Bliebe die Dritte im Erlkönig-Bunde, und auch sie ist im Grunde vor allem eins, nämlich bodenständig. Jedenfalls, soweit man das von einem über 900 Kubikzentimeter starken Sportmotorrad sagen kann. Und solange man die aktuelle Panigale-Modellpalette zum Maßstab macht. Die geht nämlich erst bei 158 PS und 16 390 Euro für die „kleine“ Panigale 959 los und endet mit der Panigale R im Supersportler-Olymp – bei rund 200 PS und 32 990 Euro. Da ist also noch viel Luft nach unten – und die paart sich im Fall der neuen 939 SS mit der Erkenntnis, dass längst nicht jeder, der ein knackiges Sportmotorrad attraktiv findet, sich tief geduckt und hoffnungslos überfordert auf den Rundkursen dieser Welt tummeln will.

Also tut Ducati jetzt endlich das, was andere gerade lassen, nämlich einen bezahlbaren Sportler mit Alltagsattitüde anzubieten. Der neue Sport-ist-nicht-Mord-Twin stand schon in der Box bei der World Ducati Week (siehe MOTORRAD 16/2016), jetzt dreht er seine letzten Proberunden. Die ersten Erlkönig-Bilder zeigen, dass man es in Bologna mit dem Breitensport ernst nimmt. Zur tief geduckten Front­partie mit Panigale-Appeal gesellen sich nämlich ungewöhnlich hoch positionierte Lenkerhälften oberhalb der Gabelbrücke, die den Fahrer nicht in Demutshaltung zwingen. Zusammen mit den Fußrasten in erträglicher Höhe und einer etwas üppigeren Sitzbankpolsterung sollte sich daraus eine auch innerorts erträgliche Sitzposition mit guter Spielübersicht ergeben, wie sie eine Panigale niemals liefern wird.

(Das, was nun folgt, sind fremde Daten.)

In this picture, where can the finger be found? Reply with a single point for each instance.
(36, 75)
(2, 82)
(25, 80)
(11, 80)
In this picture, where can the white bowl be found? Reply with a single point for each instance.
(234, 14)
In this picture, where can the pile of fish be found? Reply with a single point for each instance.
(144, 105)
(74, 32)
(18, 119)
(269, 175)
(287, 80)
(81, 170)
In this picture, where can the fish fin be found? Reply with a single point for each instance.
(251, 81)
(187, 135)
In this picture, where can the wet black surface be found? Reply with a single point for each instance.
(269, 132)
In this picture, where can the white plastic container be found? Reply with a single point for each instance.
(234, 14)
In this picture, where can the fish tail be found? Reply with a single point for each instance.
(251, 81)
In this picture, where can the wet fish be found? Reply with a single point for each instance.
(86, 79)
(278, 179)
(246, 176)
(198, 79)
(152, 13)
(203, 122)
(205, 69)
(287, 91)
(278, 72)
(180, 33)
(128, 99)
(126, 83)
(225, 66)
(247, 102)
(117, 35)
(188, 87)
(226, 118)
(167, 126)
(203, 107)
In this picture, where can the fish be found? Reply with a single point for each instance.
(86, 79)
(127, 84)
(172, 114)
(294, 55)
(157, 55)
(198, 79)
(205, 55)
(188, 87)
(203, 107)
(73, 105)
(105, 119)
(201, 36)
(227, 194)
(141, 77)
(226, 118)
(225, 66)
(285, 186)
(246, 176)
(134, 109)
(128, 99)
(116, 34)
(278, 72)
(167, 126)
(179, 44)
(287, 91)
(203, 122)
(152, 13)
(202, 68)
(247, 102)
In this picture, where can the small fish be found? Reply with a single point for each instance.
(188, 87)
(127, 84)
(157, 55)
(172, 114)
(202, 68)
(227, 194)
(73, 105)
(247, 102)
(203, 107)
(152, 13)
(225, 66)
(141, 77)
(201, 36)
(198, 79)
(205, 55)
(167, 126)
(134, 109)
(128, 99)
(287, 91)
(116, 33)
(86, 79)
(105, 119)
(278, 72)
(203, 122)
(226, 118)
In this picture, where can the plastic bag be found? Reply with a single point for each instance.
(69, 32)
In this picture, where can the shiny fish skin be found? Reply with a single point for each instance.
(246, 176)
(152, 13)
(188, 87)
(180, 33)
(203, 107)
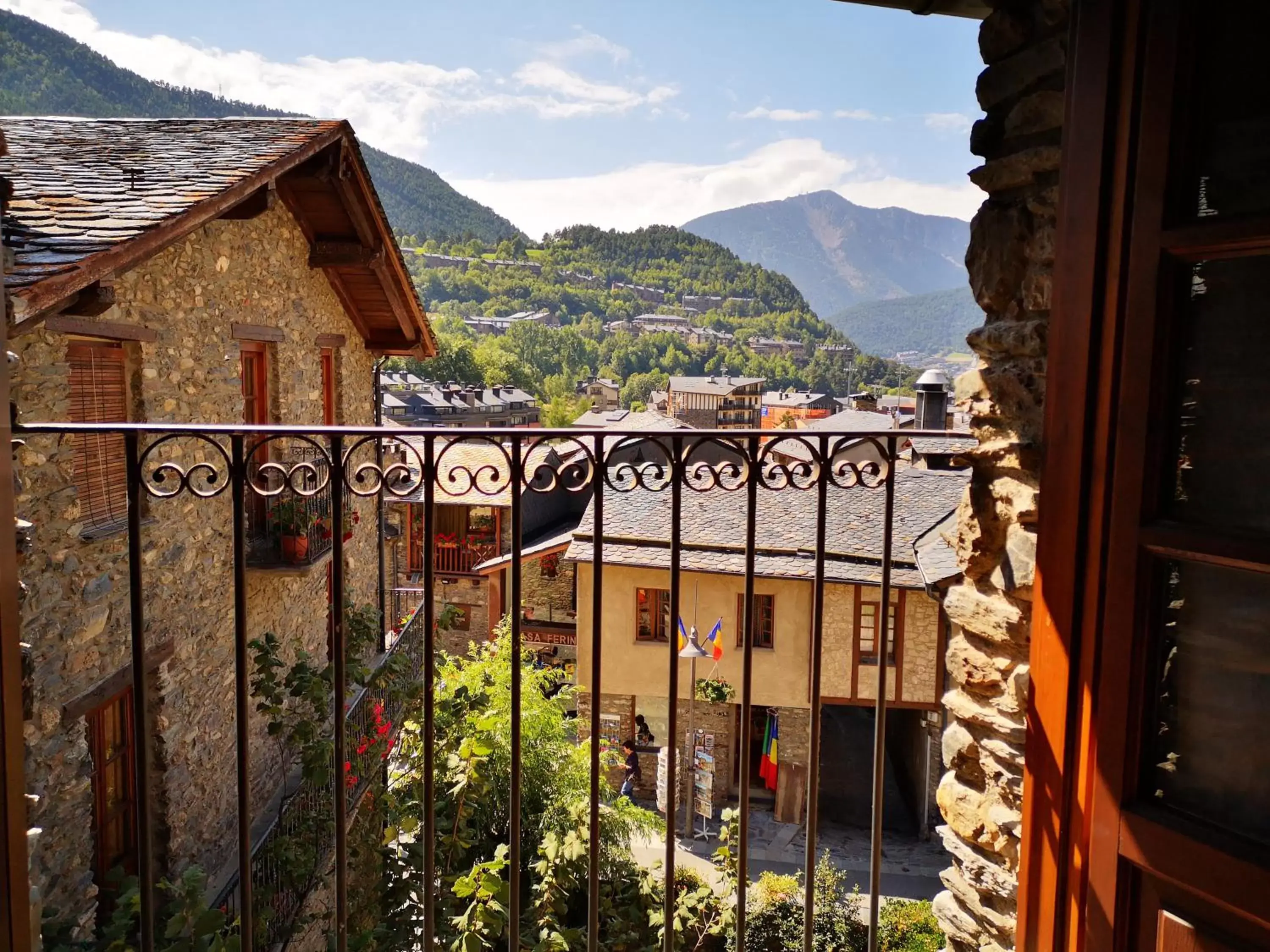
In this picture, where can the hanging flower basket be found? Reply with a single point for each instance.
(715, 691)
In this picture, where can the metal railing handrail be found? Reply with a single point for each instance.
(594, 469)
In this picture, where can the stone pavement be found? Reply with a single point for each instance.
(910, 867)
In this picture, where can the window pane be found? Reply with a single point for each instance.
(1231, 103)
(1204, 748)
(1222, 404)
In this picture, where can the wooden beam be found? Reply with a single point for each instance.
(106, 330)
(253, 206)
(94, 300)
(112, 685)
(257, 332)
(400, 310)
(343, 254)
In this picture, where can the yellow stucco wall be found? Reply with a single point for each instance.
(781, 676)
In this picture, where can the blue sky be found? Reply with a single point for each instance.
(614, 113)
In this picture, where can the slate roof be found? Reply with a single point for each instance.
(943, 446)
(710, 385)
(87, 191)
(936, 559)
(780, 398)
(83, 186)
(713, 526)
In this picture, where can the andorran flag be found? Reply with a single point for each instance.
(714, 641)
(768, 767)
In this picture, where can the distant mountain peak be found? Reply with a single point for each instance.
(47, 73)
(839, 253)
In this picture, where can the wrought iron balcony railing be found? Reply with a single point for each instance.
(293, 528)
(595, 462)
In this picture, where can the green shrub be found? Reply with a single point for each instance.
(908, 926)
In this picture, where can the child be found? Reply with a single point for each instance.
(632, 768)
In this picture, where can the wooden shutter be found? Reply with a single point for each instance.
(98, 394)
(328, 388)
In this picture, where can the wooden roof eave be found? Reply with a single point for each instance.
(35, 303)
(392, 268)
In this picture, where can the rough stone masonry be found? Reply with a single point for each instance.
(1010, 262)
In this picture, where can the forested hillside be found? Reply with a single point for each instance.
(840, 253)
(931, 324)
(46, 73)
(578, 270)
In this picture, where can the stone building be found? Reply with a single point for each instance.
(601, 391)
(638, 631)
(172, 272)
(472, 541)
(717, 402)
(787, 408)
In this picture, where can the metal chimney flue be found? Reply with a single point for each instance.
(933, 400)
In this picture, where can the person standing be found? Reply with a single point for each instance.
(632, 770)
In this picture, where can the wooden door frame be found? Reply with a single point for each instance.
(16, 926)
(1056, 889)
(1081, 847)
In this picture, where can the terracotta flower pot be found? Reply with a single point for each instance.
(295, 549)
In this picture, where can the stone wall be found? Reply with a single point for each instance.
(1010, 264)
(545, 597)
(77, 617)
(470, 594)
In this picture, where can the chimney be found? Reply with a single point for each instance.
(933, 402)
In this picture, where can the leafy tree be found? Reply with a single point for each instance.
(639, 386)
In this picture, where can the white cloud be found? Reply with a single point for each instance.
(949, 122)
(585, 44)
(571, 94)
(863, 115)
(392, 105)
(671, 193)
(762, 112)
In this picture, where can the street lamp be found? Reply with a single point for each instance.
(691, 650)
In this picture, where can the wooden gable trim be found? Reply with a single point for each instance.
(33, 304)
(113, 685)
(257, 332)
(106, 330)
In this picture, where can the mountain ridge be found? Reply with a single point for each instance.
(47, 73)
(839, 253)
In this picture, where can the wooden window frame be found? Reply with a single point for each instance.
(768, 614)
(1093, 852)
(127, 806)
(329, 390)
(98, 389)
(895, 626)
(657, 598)
(254, 371)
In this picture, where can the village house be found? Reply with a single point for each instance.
(1104, 789)
(638, 631)
(411, 402)
(778, 347)
(785, 408)
(719, 402)
(228, 272)
(604, 393)
(472, 542)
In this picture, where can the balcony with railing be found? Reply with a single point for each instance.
(492, 900)
(290, 526)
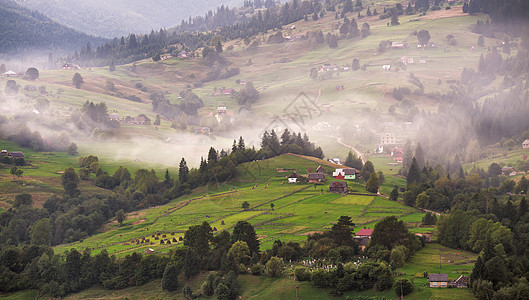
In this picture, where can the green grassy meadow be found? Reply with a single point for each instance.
(299, 210)
(279, 72)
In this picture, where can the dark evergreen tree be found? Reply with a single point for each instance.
(170, 278)
(244, 231)
(183, 172)
(414, 175)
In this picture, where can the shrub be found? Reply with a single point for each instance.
(302, 274)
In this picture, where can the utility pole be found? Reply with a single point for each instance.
(297, 292)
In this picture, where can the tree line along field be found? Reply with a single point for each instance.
(298, 210)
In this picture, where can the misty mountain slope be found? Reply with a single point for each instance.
(121, 17)
(23, 29)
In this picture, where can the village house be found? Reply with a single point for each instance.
(70, 66)
(427, 236)
(316, 177)
(322, 125)
(293, 178)
(328, 67)
(397, 153)
(113, 116)
(138, 121)
(461, 282)
(338, 187)
(226, 92)
(335, 160)
(406, 60)
(508, 171)
(388, 139)
(397, 45)
(10, 73)
(362, 237)
(347, 173)
(221, 111)
(203, 130)
(438, 279)
(16, 154)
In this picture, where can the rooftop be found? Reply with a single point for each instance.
(438, 277)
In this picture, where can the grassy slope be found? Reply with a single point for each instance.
(280, 72)
(299, 209)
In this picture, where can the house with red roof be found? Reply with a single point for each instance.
(362, 237)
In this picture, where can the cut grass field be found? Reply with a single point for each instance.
(299, 209)
(435, 258)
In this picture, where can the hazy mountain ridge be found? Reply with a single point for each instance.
(23, 29)
(121, 17)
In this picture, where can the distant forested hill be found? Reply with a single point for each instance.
(22, 29)
(122, 17)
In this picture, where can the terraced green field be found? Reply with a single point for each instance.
(298, 210)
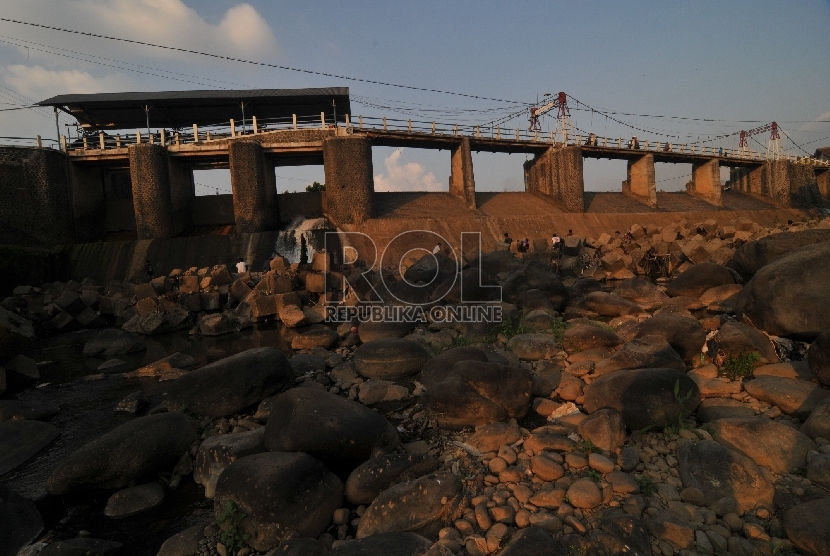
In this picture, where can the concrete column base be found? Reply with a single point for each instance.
(350, 185)
(462, 180)
(705, 184)
(640, 183)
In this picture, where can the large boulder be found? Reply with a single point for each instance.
(281, 495)
(438, 366)
(389, 358)
(750, 257)
(808, 528)
(737, 338)
(376, 475)
(818, 356)
(385, 544)
(338, 431)
(230, 385)
(685, 334)
(20, 441)
(474, 393)
(644, 397)
(15, 334)
(422, 506)
(795, 397)
(791, 295)
(698, 279)
(20, 522)
(719, 472)
(768, 443)
(649, 352)
(113, 341)
(136, 449)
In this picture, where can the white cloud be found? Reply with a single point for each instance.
(39, 83)
(410, 176)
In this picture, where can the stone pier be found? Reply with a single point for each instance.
(349, 181)
(558, 174)
(152, 200)
(462, 180)
(640, 183)
(705, 182)
(249, 185)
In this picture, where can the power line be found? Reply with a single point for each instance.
(253, 62)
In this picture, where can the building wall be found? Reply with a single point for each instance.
(35, 203)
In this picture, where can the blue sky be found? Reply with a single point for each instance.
(755, 61)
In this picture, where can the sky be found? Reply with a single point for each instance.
(658, 68)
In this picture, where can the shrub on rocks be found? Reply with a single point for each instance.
(371, 478)
(474, 393)
(339, 432)
(685, 334)
(389, 358)
(699, 278)
(791, 296)
(422, 506)
(130, 451)
(230, 385)
(718, 471)
(644, 397)
(281, 495)
(770, 444)
(818, 356)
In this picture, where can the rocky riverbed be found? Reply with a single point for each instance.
(609, 413)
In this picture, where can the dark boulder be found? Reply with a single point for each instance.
(136, 449)
(790, 296)
(230, 385)
(339, 432)
(644, 397)
(698, 279)
(685, 334)
(474, 393)
(376, 475)
(282, 495)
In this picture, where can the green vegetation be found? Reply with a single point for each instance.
(232, 536)
(739, 366)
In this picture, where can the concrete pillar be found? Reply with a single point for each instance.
(350, 184)
(88, 205)
(271, 199)
(462, 180)
(35, 204)
(182, 193)
(705, 182)
(250, 203)
(152, 201)
(639, 183)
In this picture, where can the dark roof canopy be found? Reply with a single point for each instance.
(181, 109)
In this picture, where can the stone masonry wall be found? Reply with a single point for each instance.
(349, 180)
(151, 191)
(35, 205)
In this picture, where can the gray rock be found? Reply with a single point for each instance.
(282, 495)
(20, 522)
(138, 448)
(371, 478)
(20, 441)
(232, 384)
(389, 358)
(339, 432)
(218, 452)
(134, 500)
(421, 506)
(644, 397)
(718, 471)
(111, 342)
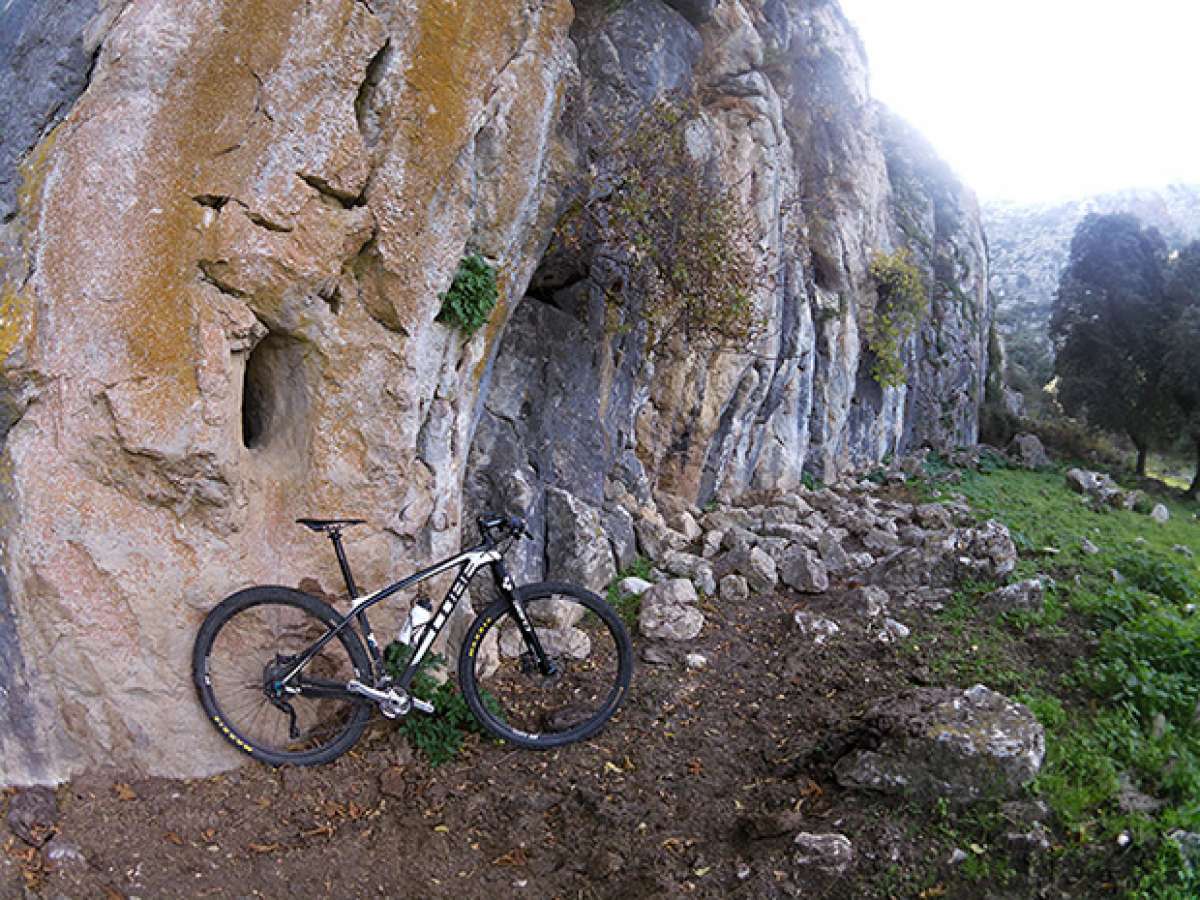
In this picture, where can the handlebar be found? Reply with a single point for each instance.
(510, 526)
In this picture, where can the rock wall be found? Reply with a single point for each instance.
(220, 279)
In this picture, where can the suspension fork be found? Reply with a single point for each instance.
(508, 591)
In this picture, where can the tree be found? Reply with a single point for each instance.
(1181, 360)
(1108, 329)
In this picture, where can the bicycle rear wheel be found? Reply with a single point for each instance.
(505, 690)
(245, 645)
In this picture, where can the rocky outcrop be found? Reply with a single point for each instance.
(221, 274)
(959, 745)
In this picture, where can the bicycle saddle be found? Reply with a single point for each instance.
(329, 525)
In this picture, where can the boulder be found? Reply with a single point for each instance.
(1023, 597)
(803, 570)
(669, 612)
(1027, 450)
(576, 545)
(988, 551)
(934, 743)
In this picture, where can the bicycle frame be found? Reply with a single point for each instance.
(468, 562)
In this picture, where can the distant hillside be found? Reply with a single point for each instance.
(1029, 247)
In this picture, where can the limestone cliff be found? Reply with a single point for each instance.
(221, 274)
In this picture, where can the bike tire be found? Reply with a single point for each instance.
(585, 694)
(250, 631)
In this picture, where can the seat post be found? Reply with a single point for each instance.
(335, 535)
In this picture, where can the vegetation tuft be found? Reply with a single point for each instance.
(472, 297)
(901, 305)
(438, 737)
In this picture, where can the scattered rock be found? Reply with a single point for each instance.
(657, 654)
(1029, 844)
(669, 611)
(1025, 813)
(893, 631)
(934, 742)
(804, 571)
(33, 814)
(819, 628)
(772, 825)
(1023, 597)
(64, 855)
(1027, 450)
(831, 853)
(870, 601)
(1081, 480)
(757, 568)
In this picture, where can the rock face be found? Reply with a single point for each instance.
(963, 745)
(219, 285)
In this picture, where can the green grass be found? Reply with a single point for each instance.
(439, 737)
(627, 605)
(1131, 703)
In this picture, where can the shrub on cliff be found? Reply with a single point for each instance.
(901, 305)
(472, 295)
(660, 209)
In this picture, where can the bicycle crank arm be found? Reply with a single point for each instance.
(391, 703)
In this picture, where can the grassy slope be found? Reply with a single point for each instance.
(1111, 670)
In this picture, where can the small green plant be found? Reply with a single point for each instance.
(627, 605)
(472, 297)
(901, 305)
(438, 737)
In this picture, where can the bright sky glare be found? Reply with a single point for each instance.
(1043, 100)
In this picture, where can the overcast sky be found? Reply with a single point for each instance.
(1043, 100)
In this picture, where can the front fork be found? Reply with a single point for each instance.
(508, 591)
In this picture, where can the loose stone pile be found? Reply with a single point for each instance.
(873, 556)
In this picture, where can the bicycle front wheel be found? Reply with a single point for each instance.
(246, 645)
(513, 699)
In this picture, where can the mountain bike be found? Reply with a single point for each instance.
(288, 679)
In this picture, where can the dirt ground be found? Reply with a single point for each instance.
(697, 787)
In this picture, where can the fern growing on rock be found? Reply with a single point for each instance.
(472, 295)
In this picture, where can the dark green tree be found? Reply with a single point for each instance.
(1108, 329)
(1181, 361)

Von der hat die neue Sportlerin außer der Frontpartie überraschend wenig. Rahmen von der Monster, Motor (mit zahlreichen Änderungen) von der 939 Hypermotard, um die 120 PS stark – auch hier nutzt Bologna das Baukastenprinzip geschickt, um Neues entstehen zu lassen. In diesem Fall ein Sportmotorrad für die Straße für alle, die genug haben vom Hyper-Supersport. Und auch für alle, die die zerklüfteten Naked Bikes mit brachialen 160 PS und mehr nicht mehr sehen können.

 

 

 

Neue Monster-Version

Ducati haucht nicht nur den luftgekühlten Motoren neues Leben ein, sondern entwickelt auch die aktuelle Monster-Palette weiter.

Schade, dass die Mauer den unteren Teil dieser Monster-Variante verdeckt. Sonst könnte man deutlicher sehen, dass die neue Sportlerin nicht nur den Rahmen, sondern auch die Schwinge der großen Mons-ter nutzt. Offensichtliche Neuerung an dieser „Touring-Monster“ ist die Plexiglasscheibe, um den Winddruck abzumildern. Ob hieraus ein eigenes Modell entsteht oder nur Werkszubehör getestet wird, muss offen bleiben. In jedem Fall ist diese Mons-ter alltagstauglicher als ihre Schwestern.